Ainsi, à teneur du détail de certains ordres de paiement – le dossier ne comportant pas l'ensemble de ceux-ci –,

-        en février 2017, ce compte a servi au paiement d'un ordre de CHF 2'247.50 correspondant au loyer (CHF 1'296.95.-), la prime maladie (CHF 608.85), les SIG (CHF 107.30), Y______ (CHF 200.95), à une facture de W______
(CHF 33.35);

-        en août 2017, il a servi au paiement d'un ordre de CHF 2'163.70 correspondant au loyer (CHF 1'296.95.-), la prime maladie (CHF 608.85), les SIG (CHF 51.45), Y______ (CHF 43.60), à une facture AIG
(CHF 39.50), à une facture de W______ (CHF 33.35), et à l'abonnement TPG (CHF 90.-).

f.         Le compte épargne, ouvert en 2000 auprès de L______, par A______, a été soldé le 9 avril 2018. Le solde créditeur de ce compte était de CHF 20'325.- en janvier 2013 et de CHF 73.95, le 31 décembre 2017.

Le 25 novembre 2016, la titulaire a donné une procuration à C______ et demandé une carte bancaire de remplacement (n°______).

Ce compte a fait l'objet de retraits en espèces les 13 juin 2013, de CHF 5'000.- au bancomat de J______ et 21 novembre 2013, de CHF 4'000.- au bancomat de U______. Ensuite, avec la carte bancaire de remplacement, il y a eu les retraits suivants, tous au bancomat de J______ : les 5 décembre 2016, de CHF 5'000.-, 12 décembre 2016, de CHF 5'000.-, 2 juin 2017, de CHF 700.- et 6 juin 2017, de CHF 550.-.

g.        Le 8 octobre 2019, C______ a remis, sur demande, la documentation bancaire concernant son compte auprès de la Banque M______.
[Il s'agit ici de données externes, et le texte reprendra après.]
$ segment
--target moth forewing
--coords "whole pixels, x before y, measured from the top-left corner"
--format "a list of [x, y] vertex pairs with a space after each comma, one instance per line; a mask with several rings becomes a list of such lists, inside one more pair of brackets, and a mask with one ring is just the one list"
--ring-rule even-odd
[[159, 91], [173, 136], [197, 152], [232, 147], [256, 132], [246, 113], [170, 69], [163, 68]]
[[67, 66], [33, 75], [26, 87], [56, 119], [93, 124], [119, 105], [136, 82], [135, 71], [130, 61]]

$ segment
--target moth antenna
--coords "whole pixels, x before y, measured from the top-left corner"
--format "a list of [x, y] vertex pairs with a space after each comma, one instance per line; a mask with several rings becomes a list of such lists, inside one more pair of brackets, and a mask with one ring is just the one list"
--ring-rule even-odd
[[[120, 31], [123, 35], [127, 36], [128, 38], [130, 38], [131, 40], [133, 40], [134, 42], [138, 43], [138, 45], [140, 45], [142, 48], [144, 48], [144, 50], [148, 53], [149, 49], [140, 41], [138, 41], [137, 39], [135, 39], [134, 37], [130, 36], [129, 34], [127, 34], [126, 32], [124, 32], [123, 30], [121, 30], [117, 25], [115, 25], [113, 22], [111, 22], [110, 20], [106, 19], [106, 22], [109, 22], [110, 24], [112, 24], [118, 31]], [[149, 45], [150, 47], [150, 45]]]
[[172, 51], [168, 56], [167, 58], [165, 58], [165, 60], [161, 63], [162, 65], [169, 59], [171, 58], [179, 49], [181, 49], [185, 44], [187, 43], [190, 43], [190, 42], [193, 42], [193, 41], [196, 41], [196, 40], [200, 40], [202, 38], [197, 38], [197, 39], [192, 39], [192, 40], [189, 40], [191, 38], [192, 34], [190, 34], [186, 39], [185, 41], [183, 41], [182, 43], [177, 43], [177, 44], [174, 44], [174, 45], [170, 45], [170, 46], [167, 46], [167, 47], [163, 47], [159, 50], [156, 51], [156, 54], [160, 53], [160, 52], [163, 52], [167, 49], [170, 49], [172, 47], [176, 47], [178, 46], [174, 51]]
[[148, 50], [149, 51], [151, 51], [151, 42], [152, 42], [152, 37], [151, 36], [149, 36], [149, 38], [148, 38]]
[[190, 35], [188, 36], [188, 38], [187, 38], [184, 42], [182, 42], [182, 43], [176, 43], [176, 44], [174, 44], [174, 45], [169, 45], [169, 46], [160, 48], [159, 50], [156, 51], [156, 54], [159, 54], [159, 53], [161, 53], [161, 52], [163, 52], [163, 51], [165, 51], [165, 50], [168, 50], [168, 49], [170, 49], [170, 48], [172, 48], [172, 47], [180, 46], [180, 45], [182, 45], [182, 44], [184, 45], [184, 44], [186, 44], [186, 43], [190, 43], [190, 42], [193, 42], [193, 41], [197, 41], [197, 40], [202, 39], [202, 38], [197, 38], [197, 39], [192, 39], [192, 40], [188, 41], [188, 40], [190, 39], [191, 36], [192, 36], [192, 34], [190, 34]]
h.        Il ressort du rapport de renseignements du 20 décembre 2019 que, s'il n'y avait eu aucun transfert direct entre les comptes de A______ et ceux de C______, le compte italien de C______ avait souvent été alimenté par le compte suisse de ce dernier. En outre, la police a mis en évidence une quarantaine de crédits du compte L______ de C______ concomitants à des débits des comptes E______ de A______, pour plus de CHF 118'000.-, soit:

-        6 versements en espèces sur le compte L______, une à deux heures après un retrait en espèces du compte E______;

-        2 versements en espèces sur le compte L______, quelques heures après un retrait en espèces du compte E______;

-        17 versements en espèces sur le compte L______, un jour après un retrait en espèces du compte E______;

-        15 versements en espèces sur le compte L______, entre 2 et 3 jours après un retrait en espèces du compte E______.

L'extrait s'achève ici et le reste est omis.